Encouragé par les questions de Tori, Willie se livra peu à peu, mais exigea des confidences en retour, avec un sourire auquel elle ne put résister. Ils se racontèrent leurs enfances et leurs rêves d'espace, qui les animaient depuis toujours. Willie donnerait tout pour être astronaute ; il s'animait en parlant et Tori l'écoutait avec beaucoup d'attention.
-« Le problème est que je ne suis pas sûr d'être fait pour la NASA. Je ne sors pas d'Annapolis, je ne suis pas à l'aise dans les soirées mondaines.

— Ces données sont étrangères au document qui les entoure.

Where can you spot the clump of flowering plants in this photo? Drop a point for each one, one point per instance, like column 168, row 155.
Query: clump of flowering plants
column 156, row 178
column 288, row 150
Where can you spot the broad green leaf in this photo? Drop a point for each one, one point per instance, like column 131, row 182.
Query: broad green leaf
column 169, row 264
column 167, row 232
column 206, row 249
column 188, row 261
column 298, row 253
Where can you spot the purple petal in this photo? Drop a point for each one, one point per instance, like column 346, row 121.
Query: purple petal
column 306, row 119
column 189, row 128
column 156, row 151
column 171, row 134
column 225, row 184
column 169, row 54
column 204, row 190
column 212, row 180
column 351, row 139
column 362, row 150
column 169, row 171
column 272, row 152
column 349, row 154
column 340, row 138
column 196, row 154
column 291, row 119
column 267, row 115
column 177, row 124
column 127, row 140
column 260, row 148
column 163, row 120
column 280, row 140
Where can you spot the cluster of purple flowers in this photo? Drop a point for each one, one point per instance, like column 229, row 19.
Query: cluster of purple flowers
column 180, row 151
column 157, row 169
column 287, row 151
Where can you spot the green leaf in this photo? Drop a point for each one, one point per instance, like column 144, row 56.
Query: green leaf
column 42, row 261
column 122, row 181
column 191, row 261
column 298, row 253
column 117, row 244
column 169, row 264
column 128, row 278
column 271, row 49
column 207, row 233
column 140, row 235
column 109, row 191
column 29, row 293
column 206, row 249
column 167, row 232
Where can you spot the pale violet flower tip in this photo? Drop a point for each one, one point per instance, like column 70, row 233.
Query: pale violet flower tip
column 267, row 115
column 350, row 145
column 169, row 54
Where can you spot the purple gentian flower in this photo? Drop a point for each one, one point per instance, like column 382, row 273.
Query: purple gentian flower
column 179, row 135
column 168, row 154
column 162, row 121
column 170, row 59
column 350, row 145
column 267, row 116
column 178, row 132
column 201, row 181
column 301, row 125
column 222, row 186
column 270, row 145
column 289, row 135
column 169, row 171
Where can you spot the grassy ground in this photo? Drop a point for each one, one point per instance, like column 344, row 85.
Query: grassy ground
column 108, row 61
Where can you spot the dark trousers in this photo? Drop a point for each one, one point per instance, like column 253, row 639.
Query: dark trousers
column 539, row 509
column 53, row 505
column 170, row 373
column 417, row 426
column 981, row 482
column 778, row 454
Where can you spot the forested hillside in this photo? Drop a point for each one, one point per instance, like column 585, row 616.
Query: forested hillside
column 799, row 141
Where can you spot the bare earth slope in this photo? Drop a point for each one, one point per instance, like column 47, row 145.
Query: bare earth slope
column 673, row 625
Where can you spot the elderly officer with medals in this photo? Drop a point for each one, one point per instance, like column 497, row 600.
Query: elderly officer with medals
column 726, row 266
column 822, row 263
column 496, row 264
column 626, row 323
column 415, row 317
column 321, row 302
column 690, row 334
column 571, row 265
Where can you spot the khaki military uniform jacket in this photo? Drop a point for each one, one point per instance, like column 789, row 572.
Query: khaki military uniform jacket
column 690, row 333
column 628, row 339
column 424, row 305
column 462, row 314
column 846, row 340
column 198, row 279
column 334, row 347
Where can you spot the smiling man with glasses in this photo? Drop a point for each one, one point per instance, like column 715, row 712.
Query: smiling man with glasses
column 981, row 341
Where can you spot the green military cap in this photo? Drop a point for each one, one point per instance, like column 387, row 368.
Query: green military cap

Je suis un bon pilote, mais ça ne suffit pas.
-Ce que tu ne sais pas encore, tu vas l'apprendre, dit Tori avec conviction. L'endroit d'où tu viens n'a aucune importance. Tout ce qui compte, c'est que tu fais partie de la maison, donc tu es un des meilleurs. Tu devras seulement prouver que tu peux travailler en équipe, au lieu d'être seul dans ton cockpit. »
Willie hésita à lui parler de ses difficultés relationnelles, dont elle était indirectement la cause. Mais il se sentait en confiance avec elle, et glissa, presque négligemment :
-« Même pour travailler en équipe, ce n'est pas gagné. J'ai un peu de mal à m'intégrer.
-Je sais. Tout le monde en parle. »
Il eut l'air surpris.
-« Je te l'avais dit, la NASA est une grande famille envahissante. Quoi que les autres te reprochent, je crois que le vrai motif est ton comportement spontané. Tout le monde calcule beaucoup ici. Que faire pour être bien vu ? Quelles relations seront utiles à l'avancement ?
-Et toi, tu es une relation utile ? plaisanta Willie.
-C'est ce que certains croient, puisque mon père nomme les astronautes. C'est en partie pour ça que je suis invitée à toutes les réunions. Je n'ai aucune illusion sur mon charme personnel ! Mais c'est un leurre : je n'inflluence jamais mon père sur les nominations, car ça m'est parfaitement égal. Quand je suis en salle de contrôle, que Pierre, Paul ou Jacques soit dans l'espace, ça ne change rien pour moi. »
Willie craignit que cette phrase ne soit un avertissement : pensait-elle qu'il cherchait à l'utiliser ? Mais elle le regardait si amicalement qu'il repoussa cette pensée importune. Il se sentit remué par sa sympathie chaleureuse, par l'amitié qu'elle lui offrait, alors qu'il en manquait si cruellement. Il lui avoua qu'il se sentait mal à l'aise dans ce nouveau milieu, il confessa son manque de culture et son repli sur lui-même, son sentiment de solitude. Tori l'écouta et, à la fin, lui dit simplement :
-« Je te plains. »
Et cette pitié, étrangement, parut très douce à l'orgueilleux Willie, qui jusqu'à présent ne s'était jamais confié à quiconque comme il venait de le faire à cette jeune femme au regard si profond. Il songea qu'il avait encore beaucoup à apprendre sur elle, et la nouvelle facette qu'il voyait ce soir lui plaisait énormément.
Il la déposa devant chez elle. Il la regarda intensément pendant qu'elle dégrafait sa ceinture. Après une longue conversation avec une femme qui lui plaisait, son expérience lui avait appris qu'il n'avait qu'à parachever sa victoire. Mais Tori ne lui laissa pas le temps de tenter quoi que ce soit. Elle le remercia pour cette soirée et sortit de la voiture. Elle marcha jusque chez elle sans se retourner. Willie, avec un demi-sourire, réalisa qu'il n'était qu'au début d'une longue route et qu'il lui faudrait beaucoup de patience. Il n'en avait guère l'habitude, lui qui n'avait eu que des fantaisies plus ou moins vives, plus ou moins éphémères. Il savait qu'il lui fallait, cette fois, se donner un peu de peine pour conquérir et ce n'était pas, pour un homme déjà blasé, le moindre attrait de Tori.